VIERNES,
15 DE MAYO DE 2026. San Juan
(16,20-23a)
"...Y SE ALEGRARÁ VUESTRO CORAZÓN"
Para mostrar como la tristeza
de los discípulos se convertirá en alegría, Jesús acude a la imagen del parto.
Dice al respecto: "La mujer, cuando va a dar a luz, siente tristeza,
porque ha llegado su hora; pero, en cuanto da a luz al niño, ni se acuerda del
apuro, por la alegría de que al mundo le ha nacido un hombre. También vosotros
ahora sentís tristeza; pero volveré a veros, y se alegrará vuestro corazón, y
nadie os quitará vuestra alegría. Ese día no me preguntaréis nada". Esta
comparación, en boca de Jesús, señala no sólo su propia resurrección, sino la
que el hombre experimenta al salir de la persecución-opresión y vivir en
libertad. La imagen del parto se sitúa, pues, en la doble perspectiva: la
muerte-resurrección de Jesús y la tristeza-alegría de los suyos. La mención de
'la hora' de la mujer recoge el tema de 'la hora' de Jesús, en su doble
aspecto: el negativo, como muerte, desenlace de la persecución provocada por el
odio, a la que hace alusión 'el apuro', y el positivo, como manifestación
suprema del amor de Dios y paso de Jesús al Padre.
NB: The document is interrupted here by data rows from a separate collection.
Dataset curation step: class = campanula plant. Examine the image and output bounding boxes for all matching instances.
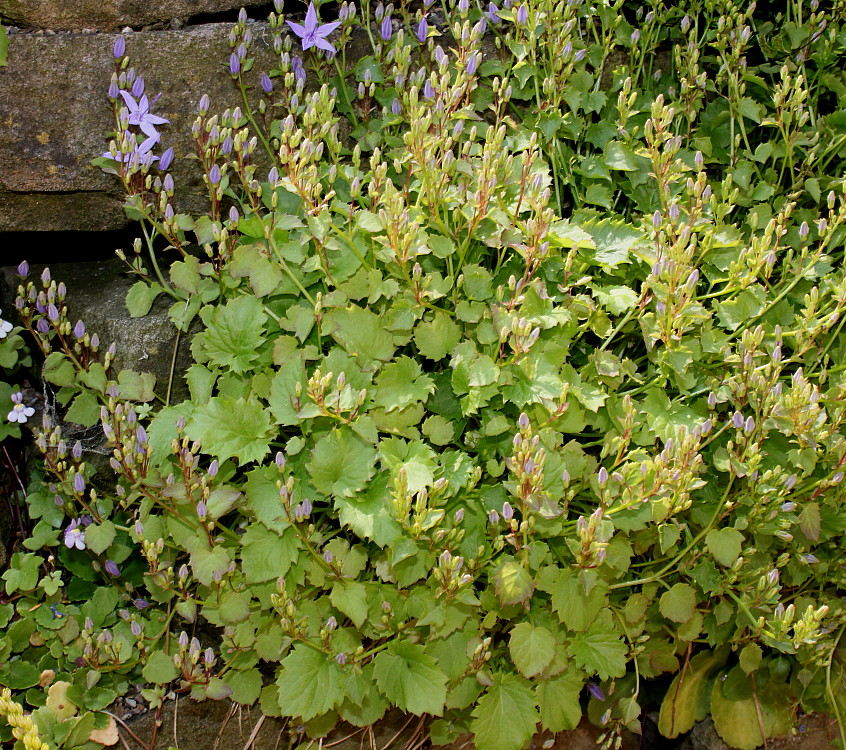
[0,0,846,750]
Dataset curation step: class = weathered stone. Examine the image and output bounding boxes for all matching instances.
[0,22,276,232]
[0,0,267,31]
[0,259,191,412]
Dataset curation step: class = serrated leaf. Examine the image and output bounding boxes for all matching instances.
[196,295,267,372]
[373,640,447,716]
[276,644,343,721]
[493,560,535,607]
[329,581,369,628]
[414,312,461,362]
[568,628,628,680]
[308,427,376,497]
[141,651,179,685]
[470,674,539,750]
[535,670,584,732]
[658,583,696,622]
[227,244,282,297]
[705,527,743,568]
[373,357,435,412]
[241,524,300,583]
[508,622,555,677]
[322,306,396,364]
[185,395,270,465]
[658,649,727,739]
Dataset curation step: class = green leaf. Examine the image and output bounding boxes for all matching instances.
[535,669,584,732]
[705,528,743,568]
[658,583,696,622]
[226,669,262,706]
[126,281,164,318]
[195,295,267,372]
[141,651,179,685]
[414,312,461,362]
[658,648,728,739]
[170,255,200,294]
[711,667,794,750]
[276,643,343,721]
[329,581,369,628]
[0,25,9,67]
[241,524,300,583]
[373,640,447,716]
[373,357,435,411]
[322,306,395,365]
[493,560,535,607]
[568,627,628,680]
[227,244,282,297]
[185,395,270,464]
[508,622,555,677]
[470,674,539,750]
[308,427,376,497]
[85,520,116,555]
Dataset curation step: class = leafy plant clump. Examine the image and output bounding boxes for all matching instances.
[0,0,846,750]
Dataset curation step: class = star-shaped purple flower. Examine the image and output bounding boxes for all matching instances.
[120,91,170,141]
[286,3,341,52]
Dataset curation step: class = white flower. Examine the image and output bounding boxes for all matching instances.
[6,391,35,424]
[0,310,13,339]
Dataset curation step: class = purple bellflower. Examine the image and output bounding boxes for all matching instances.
[120,90,170,143]
[65,518,85,549]
[286,3,341,52]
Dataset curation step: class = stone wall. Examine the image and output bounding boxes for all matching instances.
[0,19,275,233]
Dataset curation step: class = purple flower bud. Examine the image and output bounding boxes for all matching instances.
[379,15,394,42]
[159,146,173,172]
[587,682,605,701]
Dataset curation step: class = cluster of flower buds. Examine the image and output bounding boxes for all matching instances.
[173,630,217,685]
[505,413,563,518]
[567,508,614,568]
[432,550,473,599]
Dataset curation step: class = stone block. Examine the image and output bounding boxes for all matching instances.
[0,0,267,31]
[0,22,276,232]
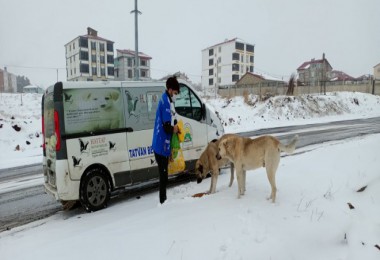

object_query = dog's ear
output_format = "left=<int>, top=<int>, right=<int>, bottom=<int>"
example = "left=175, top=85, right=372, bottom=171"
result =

La muerte de Jesús
representa los dolores de parto; su resurrección, el nacimiento del hombre. La
alegría será permanente. Una vez que los discípulos hayan visto el triunfo de
la vida sobre la muerte, no habrá motivo de tristeza, la victoria es segura. El
gozo de la comunidad estriba en la presencia de Jesús resucitado, signo de la
vida invencible, experiencia de que no puede ser extinguida por el poder de la
muerte.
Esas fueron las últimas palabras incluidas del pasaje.